UBM Tech
UBM Tech

Remembrance of chips past

-April 15, 2014

Sometimes, we forget the implications of Moore's Law, and just how amazing our IC technology is compared to yesteryear's. Pack-rat that I am, it's no trouble for me to peruse what used to pass for high-tech – and now, you can have a look at it too!

IC packages used to be prettier, I think. Lots more gold and white ceramic happening. Packages that look as though they could go to outer space without breaking a sweat.

From top: Labelled "VMMU," from 1989. It looks handmade! What do you think? Part of a mainframe or supermini? A 1970 Teledyne chip – what is it? A CMOS 4049 from 1974; such a fancy package for six measly inverters. And a "100k" series ECL chip from 1979.

FPGAs commonly have multipliers scattered throughout the programmable fabric. Large chips often contain significantly more than 1,000! To me, that is one of the more amazing things about these ICs – that a multitude of multipliers might be left sitting idle in your design, without a second thought (and fast ones, too – maybe 500MHz).

Thirty years ago, multiplier chips (yes, just one multiplier per chip) tended to be big, expensive, hot (a few watts), and, by today's standards, slow (10MHz). Now, we can use them in our designs as easily as if they were a NAND gate.

High-speed ADCs have always been a premium item, but the definition of "high-speed" has changed a bit. Thirty years ago, the TRW TDC1007 pumped out 8-bits at 20MSa/s and burned a few watts. The package just exudes priciness. Now, a part with that performance will run cool and set you back a few bucks. It's not just digital that rides Moore's curve.

From top: TRW 8-bit 20MS ADC, with a flat heatsink top. The famous 68000 processor, as used in the first Macintosh computer. Did it really have 68,000 transistors, or was that just marketing? The archetypal multiplier, TRW's MPY16, from 1977. The nice finned heatsink is part of the package.

The package for Signetics' 8X300 high-speed microprocessor from 1976 looked a lot more striking back in the day than it does to modern eyes. It was an odd chip – fast for the time, at 8MHz RISC – with a very primitive set of 16 instructions. The one application I saw it in was a color video display controller.

A 1979 8X300, and a Cypress 16x16 MAC (multiplier-accumulator). Looks like this puppy ran fast – 15MHz in 1988!

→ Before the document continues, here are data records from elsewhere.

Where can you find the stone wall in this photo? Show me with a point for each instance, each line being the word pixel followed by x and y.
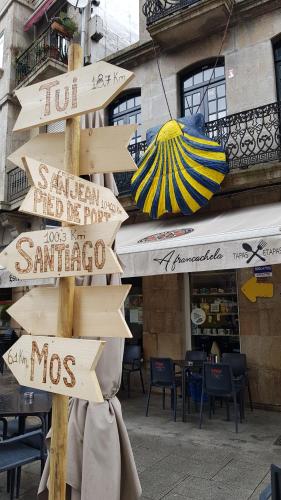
pixel 261 339
pixel 163 316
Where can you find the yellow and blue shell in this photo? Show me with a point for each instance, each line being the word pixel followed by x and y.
pixel 180 171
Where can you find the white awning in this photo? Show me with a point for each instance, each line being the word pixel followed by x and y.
pixel 246 237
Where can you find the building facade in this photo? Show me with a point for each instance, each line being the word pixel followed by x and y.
pixel 236 86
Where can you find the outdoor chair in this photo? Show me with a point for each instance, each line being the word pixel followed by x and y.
pixel 15 453
pixel 218 382
pixel 238 363
pixel 162 375
pixel 132 364
pixel 273 490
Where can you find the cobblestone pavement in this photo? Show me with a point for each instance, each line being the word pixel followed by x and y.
pixel 177 461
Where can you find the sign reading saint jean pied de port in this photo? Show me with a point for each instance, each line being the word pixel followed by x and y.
pixel 44 359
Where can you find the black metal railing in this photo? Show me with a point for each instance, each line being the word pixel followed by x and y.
pixel 154 10
pixel 17 184
pixel 250 138
pixel 123 179
pixel 49 45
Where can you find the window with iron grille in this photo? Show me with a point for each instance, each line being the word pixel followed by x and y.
pixel 202 95
pixel 125 111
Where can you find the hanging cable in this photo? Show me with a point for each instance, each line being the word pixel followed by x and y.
pixel 218 56
pixel 161 79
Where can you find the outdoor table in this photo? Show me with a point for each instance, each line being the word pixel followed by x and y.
pixel 13 404
pixel 186 367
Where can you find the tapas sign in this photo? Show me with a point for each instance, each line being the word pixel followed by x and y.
pixel 59 365
pixel 71 94
pixel 64 197
pixel 96 311
pixel 66 251
pixel 102 150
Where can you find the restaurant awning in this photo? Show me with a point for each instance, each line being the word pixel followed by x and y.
pixel 246 237
pixel 38 13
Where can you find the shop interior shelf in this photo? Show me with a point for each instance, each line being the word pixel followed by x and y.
pixel 214 294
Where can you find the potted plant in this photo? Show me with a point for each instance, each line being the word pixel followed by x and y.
pixel 64 25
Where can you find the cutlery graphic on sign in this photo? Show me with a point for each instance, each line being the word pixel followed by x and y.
pixel 255 253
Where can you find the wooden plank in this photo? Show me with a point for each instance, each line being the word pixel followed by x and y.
pixel 56 194
pixel 8 280
pixel 71 94
pixel 102 150
pixel 65 251
pixel 96 311
pixel 66 287
pixel 61 366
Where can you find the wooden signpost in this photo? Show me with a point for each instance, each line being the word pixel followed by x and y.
pixel 96 311
pixel 67 251
pixel 102 150
pixel 90 218
pixel 71 94
pixel 61 196
pixel 57 365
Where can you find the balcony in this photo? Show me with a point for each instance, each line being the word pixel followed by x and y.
pixel 45 58
pixel 251 139
pixel 174 22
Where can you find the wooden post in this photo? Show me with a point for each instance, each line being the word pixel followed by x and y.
pixel 58 450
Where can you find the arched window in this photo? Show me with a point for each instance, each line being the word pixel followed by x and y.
pixel 198 96
pixel 277 62
pixel 127 110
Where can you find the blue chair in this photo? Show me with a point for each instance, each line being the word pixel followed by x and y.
pixel 162 375
pixel 16 452
pixel 218 382
pixel 273 490
pixel 131 364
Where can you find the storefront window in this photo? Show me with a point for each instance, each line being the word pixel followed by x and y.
pixel 214 312
pixel 134 310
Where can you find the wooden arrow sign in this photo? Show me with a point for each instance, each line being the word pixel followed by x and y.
pixel 62 366
pixel 74 93
pixel 253 289
pixel 61 196
pixel 96 311
pixel 66 251
pixel 102 150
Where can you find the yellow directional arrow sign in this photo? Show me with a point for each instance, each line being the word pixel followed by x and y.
pixel 62 366
pixel 74 93
pixel 67 251
pixel 61 196
pixel 252 289
pixel 96 311
pixel 101 150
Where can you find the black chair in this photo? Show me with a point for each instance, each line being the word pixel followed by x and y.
pixel 15 453
pixel 238 363
pixel 218 382
pixel 273 490
pixel 131 364
pixel 162 375
pixel 196 356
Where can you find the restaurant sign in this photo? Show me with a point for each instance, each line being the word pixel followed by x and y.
pixel 141 260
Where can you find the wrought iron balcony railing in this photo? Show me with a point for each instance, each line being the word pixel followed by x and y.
pixel 17 184
pixel 251 137
pixel 50 45
pixel 154 10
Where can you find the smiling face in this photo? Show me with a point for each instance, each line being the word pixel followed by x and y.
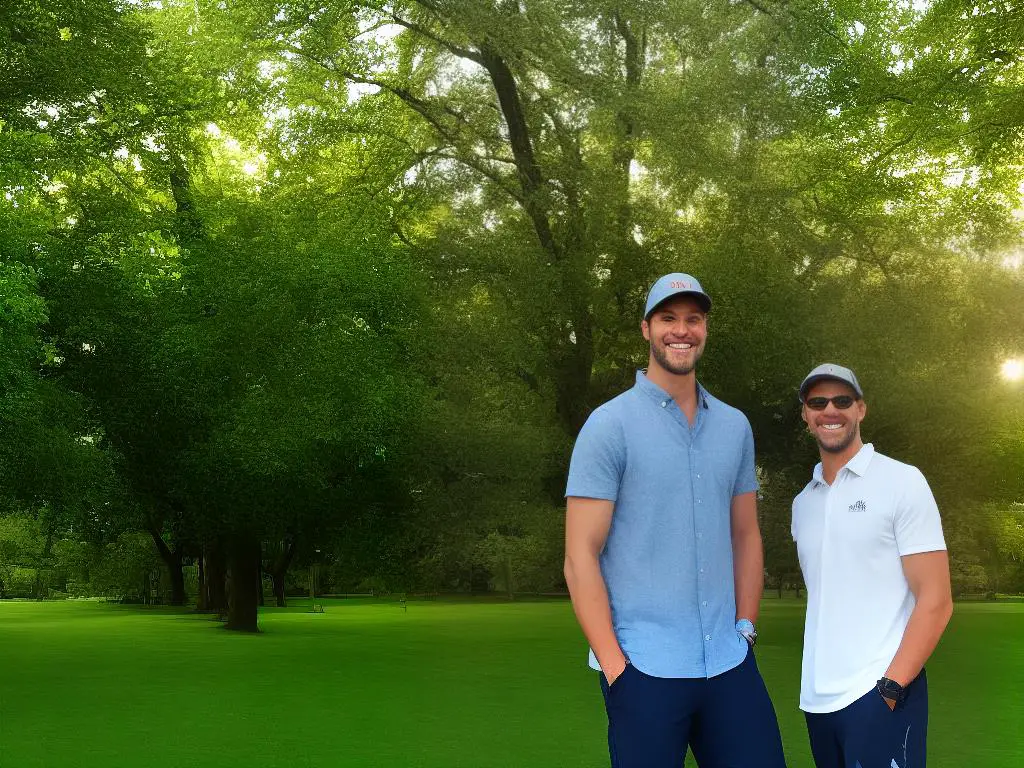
pixel 677 331
pixel 837 430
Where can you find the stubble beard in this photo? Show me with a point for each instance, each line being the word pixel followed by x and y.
pixel 839 448
pixel 662 357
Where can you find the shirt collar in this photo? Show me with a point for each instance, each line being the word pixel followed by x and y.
pixel 857 465
pixel 655 392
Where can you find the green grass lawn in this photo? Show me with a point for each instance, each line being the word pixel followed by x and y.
pixel 443 684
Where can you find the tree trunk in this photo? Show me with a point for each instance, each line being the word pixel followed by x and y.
pixel 172 559
pixel 203 598
pixel 216 572
pixel 243 603
pixel 279 569
pixel 259 583
pixel 279 589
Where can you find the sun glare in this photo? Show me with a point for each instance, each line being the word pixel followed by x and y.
pixel 1013 370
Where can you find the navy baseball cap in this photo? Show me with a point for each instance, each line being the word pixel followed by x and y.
pixel 829 371
pixel 676 284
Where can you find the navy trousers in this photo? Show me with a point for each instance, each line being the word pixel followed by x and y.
pixel 728 721
pixel 868 734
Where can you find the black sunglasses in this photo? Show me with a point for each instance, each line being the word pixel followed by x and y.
pixel 842 401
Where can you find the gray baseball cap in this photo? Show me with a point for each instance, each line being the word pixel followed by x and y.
pixel 829 371
pixel 676 284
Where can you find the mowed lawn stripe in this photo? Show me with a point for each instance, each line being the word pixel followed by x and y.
pixel 441 684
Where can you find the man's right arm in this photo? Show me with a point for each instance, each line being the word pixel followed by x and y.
pixel 587 525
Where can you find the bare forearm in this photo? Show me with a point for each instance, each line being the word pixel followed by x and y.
pixel 749 571
pixel 927 624
pixel 593 610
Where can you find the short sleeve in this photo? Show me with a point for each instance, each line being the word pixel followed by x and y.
pixel 747 478
pixel 793 519
pixel 916 524
pixel 598 458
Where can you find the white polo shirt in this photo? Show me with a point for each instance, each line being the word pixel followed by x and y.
pixel 850 538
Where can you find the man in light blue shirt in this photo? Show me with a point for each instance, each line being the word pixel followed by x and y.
pixel 664 557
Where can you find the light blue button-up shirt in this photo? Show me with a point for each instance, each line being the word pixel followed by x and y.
pixel 668 559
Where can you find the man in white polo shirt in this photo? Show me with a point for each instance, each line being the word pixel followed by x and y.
pixel 873 559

Microcontrollers that used mask-programmed ROM had an issue when it came to developing with them. Here's how Mostek solved it.

Mostek 3870 processors with their piggyback cargo, 1983.

When IBM introduced its "PC-AT" a few years after its original PC, space for all that "advanced technology" was at a premium. So no, those stacked DRAM DIP packages below are not trying to make baby DRAMs. They're actually a pair of 64 kilobit chips soldered together to up the density to 128kb. And you thought 3d IC packaging was a recent innovation. The chips aren't identical, of course – there's some small pinout or signal-polarity difference that allows them to act independently. Who can tell me?

Some PALs were one-time programmable, some were electrically erasable, and at least one manufacturer made UV-erasable chips.

Top: A Fairchild 741 op-amp from 1969, only a year after its introduction. A full-custom analog SSR controller based on my own discrete design, 1988. A DH0008 high-current driver in a rare 10-pin DIP.
Middle: Motorola 2k×8 EPROM. Not an IC, but a cool video delay line. The leads connect to what I assume are input and output piezo transducers on the mitred edge. The screened bits of thick ink on the quartz plate define diagonal paths through it, and the video (modulated onto a carrier) bounces around like a light beam!
Bottom: The Cypress UV PAL, 1989. The stacked DRAMs from the PC/AT.

What interesting chips are in your collection.

A hybrid, high-voltage isolation, DC-DC converter, with the lid popped off. That toroid looks like the Colosseum under a stereo microscope.